While some may be for the regulatory change and others against it, this webinar is purely educational and not meant to convince listeners of one opinion or the other.

Hall sums the regulatory change up in a few words: “The key is they’re now considering LDTs to be manufacturers… under FDA authority.” To understand the full scope–the term manufacture includes the design, preparation, propagation, assembly, and processing.

“After several decades of enforcement discretion, they [the FDA] concluded that the increased complexity and the role of LDTs in medical care has changed to such an extent that it’s no longer good for public health… for the FDA to not have oversight [nor] good visibility,” explains Hall in the webinar.

Ralph Hall has decades of experience as a general counsel and substantial expertise in FDA matters, research and development, digital health, corporate compliance, intellectual property, and mergers and acquisitions. Hall is one of the nation’s foremost experts in drug medical device regulation and corporate compliance. He consults on FDA statutes and regulations, regulatory compliance, health care policy and legislation, and their application to the medical device industry.

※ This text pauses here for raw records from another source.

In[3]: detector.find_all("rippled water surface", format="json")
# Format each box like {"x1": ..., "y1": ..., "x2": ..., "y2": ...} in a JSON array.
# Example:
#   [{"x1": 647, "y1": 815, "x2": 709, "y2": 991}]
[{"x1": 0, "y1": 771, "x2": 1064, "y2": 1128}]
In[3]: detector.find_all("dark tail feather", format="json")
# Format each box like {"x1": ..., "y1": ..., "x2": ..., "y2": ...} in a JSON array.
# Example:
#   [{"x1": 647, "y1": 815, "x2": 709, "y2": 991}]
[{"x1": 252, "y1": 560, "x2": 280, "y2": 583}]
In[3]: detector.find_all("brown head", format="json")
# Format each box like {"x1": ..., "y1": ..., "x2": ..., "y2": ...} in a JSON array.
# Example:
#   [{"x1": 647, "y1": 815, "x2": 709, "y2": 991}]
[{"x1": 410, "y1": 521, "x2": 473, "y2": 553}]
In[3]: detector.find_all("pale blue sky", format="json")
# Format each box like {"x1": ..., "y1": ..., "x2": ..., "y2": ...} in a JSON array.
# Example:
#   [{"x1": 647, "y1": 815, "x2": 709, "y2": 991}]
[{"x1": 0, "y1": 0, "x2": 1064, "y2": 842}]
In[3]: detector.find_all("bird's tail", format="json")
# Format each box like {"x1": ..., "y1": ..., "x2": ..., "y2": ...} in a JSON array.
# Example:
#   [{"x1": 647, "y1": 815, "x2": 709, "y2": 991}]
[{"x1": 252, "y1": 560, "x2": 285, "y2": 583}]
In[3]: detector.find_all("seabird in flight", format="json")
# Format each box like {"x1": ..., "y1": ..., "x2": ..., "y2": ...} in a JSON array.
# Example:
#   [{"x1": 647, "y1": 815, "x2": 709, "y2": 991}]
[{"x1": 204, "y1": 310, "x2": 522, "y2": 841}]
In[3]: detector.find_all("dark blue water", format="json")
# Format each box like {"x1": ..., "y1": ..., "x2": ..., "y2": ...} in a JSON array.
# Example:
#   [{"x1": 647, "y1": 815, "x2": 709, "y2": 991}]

Hall’s extensive background in drug and medical device regulation and corporate compliance has established him as a leading expert. He is currently a principal at Leavitt Partners. He previously served as counsel at Faegre Baker Daniels, as general counsel for Guidant CRM, and as the Chief Compliance Officer for Guidant. In addition to his professional roles, he holds the position of Professor of Practice at the University of Minnesota Law School. Hall earned his B.A. from Indiana University and a juris doctorate from the University of Michigan as a Weymouth Kirkland Scholar.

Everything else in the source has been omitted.